Scrum is one of several agile project management methodologies, which is named after the practice in rugby, where a team huddle together in order to beat an opposing team. One of the central ideas of scrum is that a team has to work hard and pull together in the same direction.

Scrum is a set of interrelated practices and rules that optimise development environments, reduces organisational overhead, and closely synchronise market requirements with iterative prototyes. Based in modern process control theory, Scrum - when it works well - causes the best possible software to be constructed given the available resources, acceptable quality, and required release dates. Useful product functionality is delivered every x days (often 30 or 14) as requirements, architecture, and design emerge, even when using unstable technologies.

Whereas Scrum deals primarily with process and project management, it is often efficiently combined with other practices, especially test-driven development and extreme programming.

This article aims to explain some of the main terms in broad terms, and will be followed with further exploration into each of these terms as time permits.

User Stories

All technical functional requirements of a piece of software are captured as user stories, which serves as a request and outline of a piece of functionality.

User stories are formulated as a mini-story which represents a need or requirement from a user (“As an administrator, I want to be able to disable content flagged as offensive by site users, because this is a legal requirement, and because having a ‘clean’ site improves the user experience”). Good user stories are independent of others, negotiable, valuable to the business, small enough to estimate properly, and it has to have success criteria built in.

Product Backlog

The product backlog can be seen as the wishlist for the current project, and consists of all the user stories that are currently being considered for implementation.

The backlog is ordered by priority, and when planning a new sprint, the theory is that the Product Owner would pick user stories from the top of the stack, which means that the most important work is always completed first.

The Product Owner is responsible for taking the requirements and ideas from the project stakeholders, and keeping the product backlog in order of priority.

Sprint Planning

A sprint is a single x-day cycle of development of the project, and the idea is that we end up with a new increment of the website at the end of a sprint.

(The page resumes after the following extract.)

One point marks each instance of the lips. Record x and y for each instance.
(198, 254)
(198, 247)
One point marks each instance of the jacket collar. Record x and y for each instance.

A sprint might contain work which improves current functionality, new functionality, and bug fixes on old functionality.

Before the sprint planning meeting, the team figure out what their velocity – or the number of story points the team can do per sprint.

In the Sprint Planning, the development team work with the Product Owner to estimate and plan the upcoming sprint. This is done by taking stories off the top of the product back-log, and re-estimating the number of story points each story takes, based on the work it would take to complete the stories.

The team considers the complexity of the site as it stands, the complexity of the development and design which is required, and will come up with an estimate for how much time a particular story will take.

Sprint

When the whole sprint has been planned full of stories that need to be worked on, the team commits to the sprint, and go off to spend the next 2 weeks delivering the work they have committed to.

Once the sprint has started, its scope is fixed, and can no longer be changed. This means that other work that comes up while the iteration is in progress, needs to be scheduled into the next iteration.

Sprint review meeting / Iteration demo

In a sprint review meeting, we show off the functionality that has been completed over the past sprint to key stakeholders, and will give enough time for people to ask questions, offer comments, and get to grips with the release better.

After the sprint review meeting, the development team does a retrospective to find out what went particularly well (or badly) during the past sprint, and then they launch into a sprint planning meeting again.

Scrum team

The make-up of a scrum-team is complicated enough to warrant a series of separate articles, but in very short, it consists of a Scrum Master, who is responsible for ensuring that Scrum's principles are followed properly, and to remove any impediments that are in the way of the team.

The scrum team are the people who are actually working on the product on a daily basis; the engineers who are getting the work done.

The final role in Scrum is the Product Owner - this is a complicated role, as s/he is the person who decides what the team is working on next by keeping the product backlog prioritised.